Existing steganography techniques have been investigated for more than 25 years, however they often have weak security, making it possible for users to be discovered. This is due to the fact that earlier steganography algorithms might slightly alter how the harmless content was distributed.
This paper is a great example of research into the foundations of machine learning that leads to breakthrough discoveries for crucial application areas. It’s wonderful to see that Oxford, and our young lab in particular, is at the forefront of it all.
Professor Jakob Foerster
The research team overcame this by utilizing recent developments in information theory, particularly minimal entropy coupling, which enables the joining of two data distributions in a way that maximizes their mutual information while preserving the individual distributions.

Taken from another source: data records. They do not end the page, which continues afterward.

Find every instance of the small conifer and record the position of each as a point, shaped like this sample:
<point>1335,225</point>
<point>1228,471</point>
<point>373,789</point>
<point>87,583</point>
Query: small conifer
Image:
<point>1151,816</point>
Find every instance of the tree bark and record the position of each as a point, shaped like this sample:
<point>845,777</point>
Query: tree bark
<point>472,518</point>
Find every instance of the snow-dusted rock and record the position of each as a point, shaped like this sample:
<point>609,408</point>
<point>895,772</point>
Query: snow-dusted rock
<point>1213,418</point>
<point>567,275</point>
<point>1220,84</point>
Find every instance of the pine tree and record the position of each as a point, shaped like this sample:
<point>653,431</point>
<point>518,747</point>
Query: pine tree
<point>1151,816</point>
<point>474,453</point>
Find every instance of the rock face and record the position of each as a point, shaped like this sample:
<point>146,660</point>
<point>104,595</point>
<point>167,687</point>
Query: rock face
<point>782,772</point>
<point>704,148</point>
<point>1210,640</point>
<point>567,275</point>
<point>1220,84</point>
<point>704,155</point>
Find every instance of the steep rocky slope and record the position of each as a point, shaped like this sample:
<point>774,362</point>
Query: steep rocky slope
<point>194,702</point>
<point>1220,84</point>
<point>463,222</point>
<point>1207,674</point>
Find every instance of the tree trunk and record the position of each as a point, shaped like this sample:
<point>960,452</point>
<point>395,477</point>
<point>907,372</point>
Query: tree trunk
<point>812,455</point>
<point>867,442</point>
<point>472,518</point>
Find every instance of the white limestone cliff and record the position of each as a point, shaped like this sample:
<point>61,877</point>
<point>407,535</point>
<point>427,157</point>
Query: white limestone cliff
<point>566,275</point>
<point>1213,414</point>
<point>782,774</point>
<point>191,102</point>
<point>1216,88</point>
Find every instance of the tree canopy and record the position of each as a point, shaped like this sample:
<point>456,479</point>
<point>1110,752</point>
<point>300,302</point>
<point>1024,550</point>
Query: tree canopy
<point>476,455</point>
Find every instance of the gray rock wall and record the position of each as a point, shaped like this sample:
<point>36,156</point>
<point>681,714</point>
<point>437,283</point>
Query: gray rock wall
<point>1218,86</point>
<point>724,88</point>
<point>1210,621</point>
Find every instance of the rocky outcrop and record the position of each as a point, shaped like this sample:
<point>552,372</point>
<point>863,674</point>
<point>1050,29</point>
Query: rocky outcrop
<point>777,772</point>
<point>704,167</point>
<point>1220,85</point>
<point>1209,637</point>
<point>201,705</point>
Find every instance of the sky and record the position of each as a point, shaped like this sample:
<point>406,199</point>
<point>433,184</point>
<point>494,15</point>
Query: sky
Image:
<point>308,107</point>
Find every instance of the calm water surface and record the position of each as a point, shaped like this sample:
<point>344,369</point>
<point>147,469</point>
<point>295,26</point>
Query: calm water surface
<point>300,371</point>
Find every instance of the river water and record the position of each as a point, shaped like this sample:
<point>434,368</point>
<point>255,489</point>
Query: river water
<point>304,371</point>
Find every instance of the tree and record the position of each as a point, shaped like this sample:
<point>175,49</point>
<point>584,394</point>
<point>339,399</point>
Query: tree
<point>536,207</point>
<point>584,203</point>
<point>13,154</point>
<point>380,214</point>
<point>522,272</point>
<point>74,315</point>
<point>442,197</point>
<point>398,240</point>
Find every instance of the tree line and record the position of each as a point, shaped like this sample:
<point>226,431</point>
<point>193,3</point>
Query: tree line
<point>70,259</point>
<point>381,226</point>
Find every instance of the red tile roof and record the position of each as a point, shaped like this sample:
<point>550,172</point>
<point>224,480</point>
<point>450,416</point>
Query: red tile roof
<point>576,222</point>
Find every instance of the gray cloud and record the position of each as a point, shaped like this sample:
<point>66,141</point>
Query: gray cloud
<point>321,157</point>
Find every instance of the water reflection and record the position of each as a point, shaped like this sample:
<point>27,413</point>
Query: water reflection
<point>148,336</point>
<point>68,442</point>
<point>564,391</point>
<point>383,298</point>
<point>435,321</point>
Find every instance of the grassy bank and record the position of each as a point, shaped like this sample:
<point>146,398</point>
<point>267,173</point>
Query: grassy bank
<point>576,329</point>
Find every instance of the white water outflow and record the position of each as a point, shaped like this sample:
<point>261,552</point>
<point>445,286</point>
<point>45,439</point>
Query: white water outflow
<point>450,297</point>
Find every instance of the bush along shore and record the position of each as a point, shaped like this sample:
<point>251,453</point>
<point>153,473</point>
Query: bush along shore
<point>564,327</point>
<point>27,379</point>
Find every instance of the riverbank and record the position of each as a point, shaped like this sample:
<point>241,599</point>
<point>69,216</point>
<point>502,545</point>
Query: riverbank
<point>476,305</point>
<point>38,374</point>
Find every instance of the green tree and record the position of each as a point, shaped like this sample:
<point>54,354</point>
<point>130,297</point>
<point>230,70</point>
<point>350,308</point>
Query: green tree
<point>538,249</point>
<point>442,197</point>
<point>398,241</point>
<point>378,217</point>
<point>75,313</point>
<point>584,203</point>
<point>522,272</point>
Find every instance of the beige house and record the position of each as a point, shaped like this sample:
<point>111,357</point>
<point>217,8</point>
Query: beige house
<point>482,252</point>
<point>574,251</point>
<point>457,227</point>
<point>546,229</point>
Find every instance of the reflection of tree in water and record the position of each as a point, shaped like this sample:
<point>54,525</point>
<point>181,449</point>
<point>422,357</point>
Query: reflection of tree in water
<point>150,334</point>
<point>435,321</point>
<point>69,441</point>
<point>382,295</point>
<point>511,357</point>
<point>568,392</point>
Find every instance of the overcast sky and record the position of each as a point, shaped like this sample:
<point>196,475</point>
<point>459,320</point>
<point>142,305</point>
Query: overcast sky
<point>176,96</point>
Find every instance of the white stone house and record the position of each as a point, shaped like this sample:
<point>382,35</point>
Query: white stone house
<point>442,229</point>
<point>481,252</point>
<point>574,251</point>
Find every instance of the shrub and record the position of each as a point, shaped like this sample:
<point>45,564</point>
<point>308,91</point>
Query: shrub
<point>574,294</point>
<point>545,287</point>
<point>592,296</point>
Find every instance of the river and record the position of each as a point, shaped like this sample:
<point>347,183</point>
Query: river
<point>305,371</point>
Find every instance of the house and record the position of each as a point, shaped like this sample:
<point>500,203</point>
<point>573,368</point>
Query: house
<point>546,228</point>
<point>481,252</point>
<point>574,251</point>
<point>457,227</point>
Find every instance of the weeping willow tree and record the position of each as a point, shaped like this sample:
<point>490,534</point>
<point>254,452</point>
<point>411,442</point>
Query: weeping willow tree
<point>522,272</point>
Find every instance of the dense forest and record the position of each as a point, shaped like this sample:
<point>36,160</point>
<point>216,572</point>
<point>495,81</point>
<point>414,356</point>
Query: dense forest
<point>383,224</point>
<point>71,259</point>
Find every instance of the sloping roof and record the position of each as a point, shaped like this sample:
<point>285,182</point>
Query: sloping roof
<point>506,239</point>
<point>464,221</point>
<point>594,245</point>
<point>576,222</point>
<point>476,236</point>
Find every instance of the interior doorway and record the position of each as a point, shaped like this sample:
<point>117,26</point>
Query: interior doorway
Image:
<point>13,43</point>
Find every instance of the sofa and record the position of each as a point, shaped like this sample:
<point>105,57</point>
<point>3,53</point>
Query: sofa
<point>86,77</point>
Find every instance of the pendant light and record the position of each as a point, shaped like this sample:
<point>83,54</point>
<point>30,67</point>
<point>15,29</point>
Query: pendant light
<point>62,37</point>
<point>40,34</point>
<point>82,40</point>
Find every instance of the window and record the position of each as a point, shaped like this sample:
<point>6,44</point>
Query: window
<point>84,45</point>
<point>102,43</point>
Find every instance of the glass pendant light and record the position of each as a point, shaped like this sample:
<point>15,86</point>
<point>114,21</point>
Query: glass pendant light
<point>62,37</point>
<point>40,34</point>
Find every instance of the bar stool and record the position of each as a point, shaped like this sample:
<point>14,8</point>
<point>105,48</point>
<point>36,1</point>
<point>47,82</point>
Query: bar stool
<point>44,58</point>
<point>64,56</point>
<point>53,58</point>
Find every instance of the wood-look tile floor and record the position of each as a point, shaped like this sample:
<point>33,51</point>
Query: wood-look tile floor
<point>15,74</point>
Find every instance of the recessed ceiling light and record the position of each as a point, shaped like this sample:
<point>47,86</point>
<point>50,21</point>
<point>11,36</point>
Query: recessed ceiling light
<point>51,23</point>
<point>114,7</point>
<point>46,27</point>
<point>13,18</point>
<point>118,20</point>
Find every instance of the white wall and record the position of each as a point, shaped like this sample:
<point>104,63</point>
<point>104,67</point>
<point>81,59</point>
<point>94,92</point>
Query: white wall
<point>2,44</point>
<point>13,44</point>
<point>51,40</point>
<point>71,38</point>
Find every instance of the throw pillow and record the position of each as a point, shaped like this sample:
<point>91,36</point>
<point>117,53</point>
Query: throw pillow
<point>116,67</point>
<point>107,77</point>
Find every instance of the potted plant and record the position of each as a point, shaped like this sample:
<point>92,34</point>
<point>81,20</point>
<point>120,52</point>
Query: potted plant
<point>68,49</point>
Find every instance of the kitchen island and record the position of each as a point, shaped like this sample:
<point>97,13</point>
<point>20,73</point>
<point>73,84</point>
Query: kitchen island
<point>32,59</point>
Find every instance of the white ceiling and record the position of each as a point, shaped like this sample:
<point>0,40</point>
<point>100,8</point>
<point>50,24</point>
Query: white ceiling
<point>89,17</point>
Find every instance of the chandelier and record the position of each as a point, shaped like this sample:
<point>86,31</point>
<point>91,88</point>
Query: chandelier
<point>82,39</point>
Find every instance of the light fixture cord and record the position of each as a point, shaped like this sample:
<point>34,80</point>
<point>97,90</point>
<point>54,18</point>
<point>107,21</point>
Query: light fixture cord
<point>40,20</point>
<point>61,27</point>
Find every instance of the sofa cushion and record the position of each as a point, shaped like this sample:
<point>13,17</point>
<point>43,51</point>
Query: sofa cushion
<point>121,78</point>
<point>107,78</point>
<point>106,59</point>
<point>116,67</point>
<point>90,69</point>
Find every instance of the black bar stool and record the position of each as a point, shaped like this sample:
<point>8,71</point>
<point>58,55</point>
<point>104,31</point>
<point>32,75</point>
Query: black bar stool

Therefore, the distribution of harmless content and the distribution of content that encodes sensitive information do not differ statistically under the new method.
The algorithm was tested using several types of models that produce auto-generated content, such as GPT-2, an open-source language model, and WAVE-RNN, a text-to-speech converter.
The new algorithm demonstrated up to 40% higher encoding efficiency than earlier steganography techniques across a range of applications in addition to being completely secure, allowing for the concealment of more information within a given quantity of data. Due to the advantages for data reduction and storage, steganography may become a desirable technique even if perfect security is not necessary.
The research team has applied for a patent on the method, but they want to make it available to others for free as long as they use it responsibly and for noncommercial purposes. This covers academic and charitable purposes as well as dependable third-party security audits.
The researchers have shared an ineffective implementation of their methodology on Github and published this work as a preprint publication on arXiv. They will also present the new algorithm at the premier AI conference, the 2023 International Conference on Learning Representations in May.
AI-generated content is increasingly used in ordinary human communications, fuelled by products such as ChatGPT, Snapchat AI-stickers, and TikTok video filters. Steganography may consequently become more common as the mere existence of AI-generated content will no longer elicit suspicion.
Co-lead author Dr. Christian Schroeder de Witt (Department of Engineering Science, University of Oxford) said: “Our method can be applied to any software that automatically generates content, for instance probabilistic video filters, or meme generators. This could be very valuable, for instance, for journalists and aid workers in countries where the act of encryption is illegal. However, users still need to exercise precaution as any encryption technique may be vulnerable to side-channel attacks such as detecting a steganography app on the user’s phone.”
Co-lead author Samuel Sokota (Machine Learning Department, Carnegie Mellon University) said: “The main contribution of the work is showing a deep connection between a problem called minimum entropy coupling and perfectly secure steganography. By leveraging this connection, we introduce a new family of steganography algorithms that have perfect security guarantees.”
Contributing author Professor Jakob Foerster (Department of Engineering Science, University of Oxford) said: “This paper is a great example of research into the foundations of machine learning that leads to breakthrough discoveries for crucial application areas. It’s wonderful to see that Oxford, and our young lab in particular, is at the forefront of it all.”
Besides Dr. Christian Schroeder de Witt, Samuel Sokota and Professor Jakob Foerster, the study involved Prof. Zico Kolter at Carnegie Mellon University, USA, and Dr. Martin Strohmeier from armasuisse Science+Technology, Switzerland. The work was partially funded by a EPSRC IAA Doctoral Impact fund hosted by Professor Philip Torr, Torr Vision Group, at the University of Oxford.